Sie ist rund 30 Jahre alt, aber ein echter Klassiker: In der Folge "Frische Fische mit drei Augen" der US-Zeichentrickserie "Die Simpsons" spielt ein Fisch namens Blinky eine wichtige Rolle. Dieses bedauernswerte Geschöpf mit, nun ja, drei Augen hat Bart beim Angeln aus einem See in der Nähe des Atomkraftwerks geholt, in dem sein Vater arbeitet. Der Hintergrund der Mutation: In dem Atommeiler hält man sich nur sehr selten an Sicherheitsbestimmungen, eine Inspektion findet später genau 324 Regelverstöße.
Mit einer anderen Art von deformiertem Wasserbewohner, die allerdings ähnlich verstörend aussieht wie der dreiäugige Fisch der "Simpsons", hatten es Forscher im US-Bundesstaat Kalifornien im Jahr 2011 zu tun.
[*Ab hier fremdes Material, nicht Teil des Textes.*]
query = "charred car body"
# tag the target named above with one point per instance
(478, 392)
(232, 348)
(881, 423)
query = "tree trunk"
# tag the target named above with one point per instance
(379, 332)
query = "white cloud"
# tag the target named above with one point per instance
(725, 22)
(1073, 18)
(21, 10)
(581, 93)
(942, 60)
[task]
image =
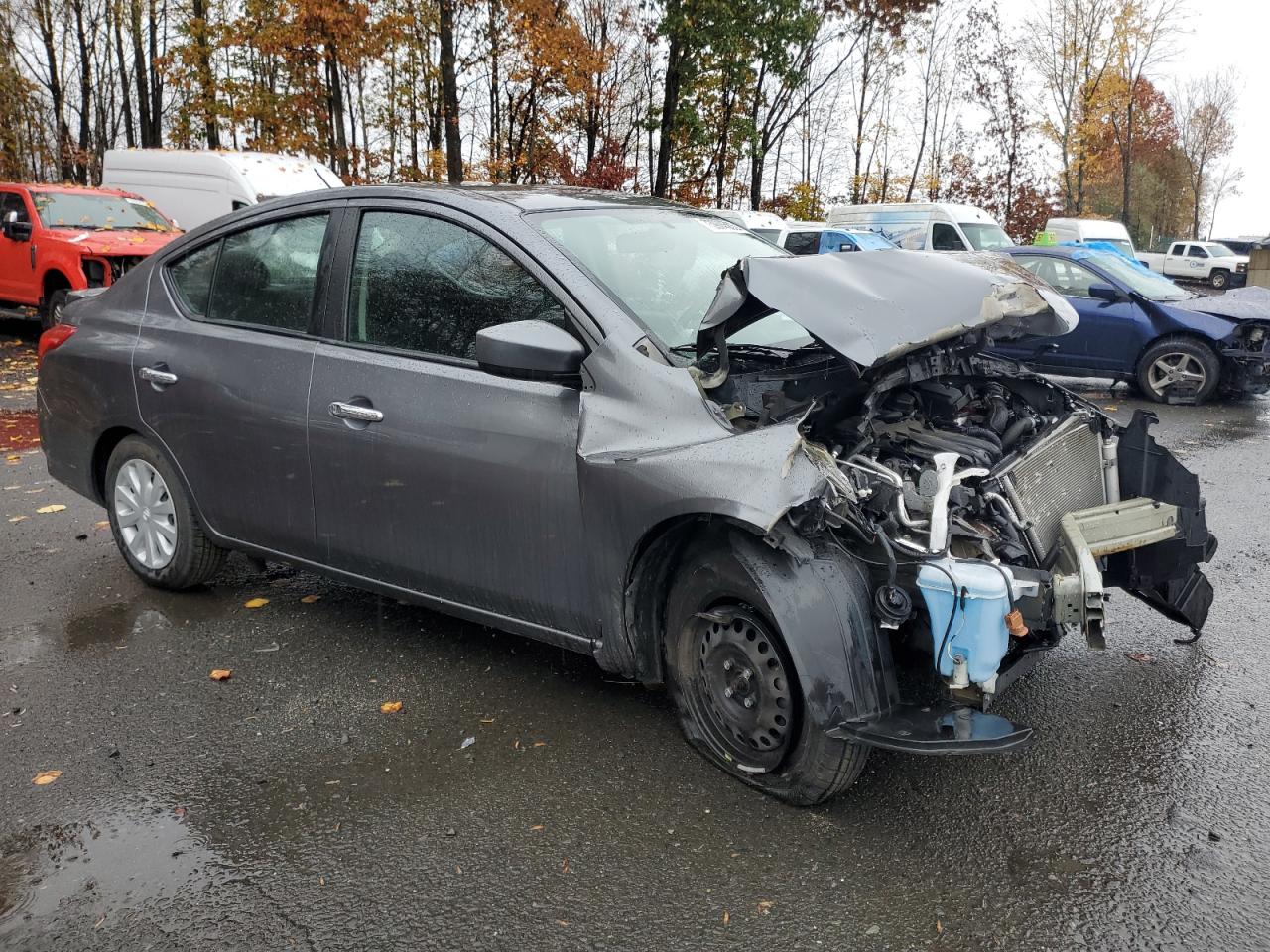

Im Sacramento-San Joaquin River Delta waren ihnen große Mengen an Fischen mit einer fehlgebildeten Wirbelsäule aufgefallen. Sie alle gehörten zur Art mit dem englischen Namen Sacramento splittail (Pogonichthys macrolepidotus), die zur Familie der Weißfische zählt.
Im Fachmagazin "Environmental Science and Technology" berichtet ein Team um Rachel Johnson von der US-Wetterbehörde NOAA und der University of California Davis nun darüber, was sich damals wohl zugetragen hat: Auch wenn einige Fragen offen bleiben, wurden die Fische offenbar einer großen Belastung mit dem chemischen Element Selen ausgesetzt. Die Substanz habe dafür gesorgt, dass sich die Wirbelsäule der Tiere so stark verkrümmte, so die Forscher.
"Chronik der Selenbelastung von der Geburt bis zum Tod"
Selen ist ein wichtiges Spurenelement für Menschen und Tiere. Fehlt es in der Nahrung, können Mangelkrankheiten auftreten. Umgekehrt kann eine Überversorgung mit Selen aber auch für Missbildungen sorgen - wie offenbar im Fall der Fische. Der Stoff kommt in geringen Mengen natürlich vor, etwa im Boden. In der Landwirtschaft wird Selen unter anderem als Düngemittelzusatz und als Nahrungsergänzungsmittel für Rinder eingesetzt.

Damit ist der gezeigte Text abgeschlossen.